Mi ciudad, Madrid, tiene un pequeño rio. El Manzanares. Sólo tiene 83 kms. de curso, desde su nacimiento en un ventisquero llamado Guarramillas hasta su desembocadura en el rio Jarama, a su vez afluente del Tajo. Es de escaso caudal y después de varios planes para su canalización a su paso por la ciudad, lo ha sido desde el Puente de los Franceses hasta un nuevo parque construido al sur de Madrid.
Siempre formó barrera natural que separaba a los madrileños. A su margen izquierda la población y en la izquierda huertas, praderas o fincas de recreo, famosas ya en tiempo de los romanos.
Cuando Felipe II traslada la capital del reino a Madrid, ordena la construcción de un puente que sustituyera al antiguo de madera y permitiera la entrada desde Castilla y Extremadura y al mismo tiempo fuera salida natural hacia el Monasterio del Escorial, que él mandó construir, evitando con un sólido puente, que las avalanchas del deshielo de la sierra de Guadarrama arrasaran la débil construcción existente.
Para su construcción entre los años 1584 y 1586, contrató a su arquitecto favorito Juan de Herrera, autor del antes citado Monasterio del Escorial, para que diseñara el puente que hoy en día se conserva y que une la calle de Segovia al paseo de Extremadura. Durante cuatro siglos fue camino hacia Portugal. Consta de nueve arcos desiguales, de medio punto, decrecientes simétricamente hacia sus lados.
Está labrado en hermosas y sólidas almohadillas de granito.
No es el más bello de los puentes que atraviesan el Manzanares, me agrada más el Puente de Toledo, construido en 1732, con sus arcos también de medio punto. En el centro se encuentran dos hornacinas esculpidas en piedra caliza, con imágenes que representan a San Isidro, patrono de Madrid y su esposa Santa María de la Cabeza. Fueron labrados en su día por Juan Ron. En la actualidad se ha convertido en peatonal, lugar donde se celebran exposiciones y pequeñas obras de teatro o de danza.

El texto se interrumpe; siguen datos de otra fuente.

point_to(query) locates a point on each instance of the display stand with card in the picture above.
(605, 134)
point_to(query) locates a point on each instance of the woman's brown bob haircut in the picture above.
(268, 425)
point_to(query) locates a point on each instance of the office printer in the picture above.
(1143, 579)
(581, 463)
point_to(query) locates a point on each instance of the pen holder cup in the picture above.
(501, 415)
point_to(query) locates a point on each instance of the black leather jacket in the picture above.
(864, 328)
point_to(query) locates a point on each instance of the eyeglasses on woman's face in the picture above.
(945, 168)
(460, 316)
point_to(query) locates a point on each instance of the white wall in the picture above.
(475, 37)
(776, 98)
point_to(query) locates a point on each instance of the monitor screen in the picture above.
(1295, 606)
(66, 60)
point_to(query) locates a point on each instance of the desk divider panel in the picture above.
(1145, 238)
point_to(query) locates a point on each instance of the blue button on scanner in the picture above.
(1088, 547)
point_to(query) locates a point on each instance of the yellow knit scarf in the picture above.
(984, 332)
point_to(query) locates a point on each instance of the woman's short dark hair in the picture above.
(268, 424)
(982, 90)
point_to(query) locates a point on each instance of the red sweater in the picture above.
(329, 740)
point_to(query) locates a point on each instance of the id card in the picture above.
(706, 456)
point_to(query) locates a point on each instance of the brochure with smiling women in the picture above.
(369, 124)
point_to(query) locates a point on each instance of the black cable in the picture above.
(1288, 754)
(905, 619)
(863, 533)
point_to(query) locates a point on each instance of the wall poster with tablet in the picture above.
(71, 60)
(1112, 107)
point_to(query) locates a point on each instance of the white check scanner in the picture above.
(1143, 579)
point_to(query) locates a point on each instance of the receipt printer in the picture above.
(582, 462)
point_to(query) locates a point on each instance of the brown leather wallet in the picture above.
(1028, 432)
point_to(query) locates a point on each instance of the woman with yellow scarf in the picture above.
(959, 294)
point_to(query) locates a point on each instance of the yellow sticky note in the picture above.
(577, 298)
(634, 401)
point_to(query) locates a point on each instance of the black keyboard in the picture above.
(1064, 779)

Está habitualmente repleto de pequeños puestos ambulantes que ofrecen al caminante toda clase de objetos, desde artesanía de pueblos africanos hasta productos alimenticios.
Y el Palacio Real. Una visión inolvidable cuando en un atardecer de otoño, el astro rey se aferra con sus últimos rayos del día al blanco marmol del Palacio, dándole un tono rosáceo y una aureola que le hacen aparecer mágico.
Este puente lo he recorrido durante más de treinta años, a todas horas, era paso obligado entre mi hogar y el trabajo.